Elizabeth Hamill September 21, 2o22
Governor Gavin Newsom of California signed a law on Sunday that prohibits employers from terminating employees for using marijuana away from work. The law has banned the use of tests that measure whether cannabis has been consumed recently, usually via hair or urine samples, but do not test for current impairment. There are exemptions to the law for employees in construction trades or those who need federal background clearance.
The bill was part of a larger package of cannabis-related bills, meant to expand the equity of California’s marijuana policy. This makes California the seventh state to officially protect workers who use cannabis in their off time. Similar laws are already in place in Connecticut, Montana, Nevada, New Jersey, New York, and Rhode Island. Other states, including Pennsylvania, have some statutory language that partially prevents employment discrimination specifically for medical marijuana patients.

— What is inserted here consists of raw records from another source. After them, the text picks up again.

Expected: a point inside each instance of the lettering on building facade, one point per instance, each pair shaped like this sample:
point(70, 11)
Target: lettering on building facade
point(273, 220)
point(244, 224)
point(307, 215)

Last year, the Pennsylvania Superior Court decided that employees may sue employers for wrongful termination that resulted from the employee’s status as a certified medical marijuana patient. In Arizona, Delaware, and Minnesota, employees may not be disciplined for testing positive for cannabis if such is not related to the use, possession or impairment at work. In New York, drug tests may not be used to determine impairment from marijuana and in New Jersey even police are allowed to use cannabis off duty.
Pennsylvania, Arizona, Delaware, and Minnesota are not alone in wrestling these issues. Now that much of the country has legalized some form of cannabis consumption, employee protections are a hotly debated topic in many states. Most states still leave decisions about testing for THC up to employers, even where cannabis use is legal, and often even in the case of medical marijuana patients. Many employers have decided to amend their own drug testing policies, with more employers, such as Amazon, choosing to forgo testing for cannabis use at all. Others choose to make exceptions to their testing policies for those with medical marijuana patient certifications.
Still, in most of the country it is legal to terminate an employee for off-the-clock use of cannabis. In effect, this means that legalization does not equal fair access for much of the population. Governor Newsom referenced this in a statement, saying, “For too many Californians, the promise of cannabis legalization remains out of reach. These measures build on the important strides our state has made toward this goal, but much work remains to build an equitable, safe and sustainable legal cannabis industry. I look forward to partnering with the Legislature and policymakers to fully realize cannabis legalization in communities across California.”
It seems likely that more states will follow California’s lead and codify protections for cannabis consuming employees. But until then, it may be in the best interest of both employers and employees to consider whether the current system is serving us well. As cultural attitudes toward cannabis continue to expand, and employers struggle more than ever to hire and retain workers, there may be no better time to let go of our old methods of cannabis testing and employment screening. A recent study from The University of Cambridge, published in a recent issue of The International Journal of Neuropsychopharmacology, has even found that regular cannabis users have no impairment in motivation or job completion compared to non-users. It seems shortsighted, then, for employers to intentionally exclude such a large group from their hiring pool. Further, employment screening that does not specifically protect medical marijuana patients could result in deepening economic inequality among disabled and chronically ill people. With all of these issues intersecting, it’s no wonder California has taken steps to regulate employee protections around cannabis use.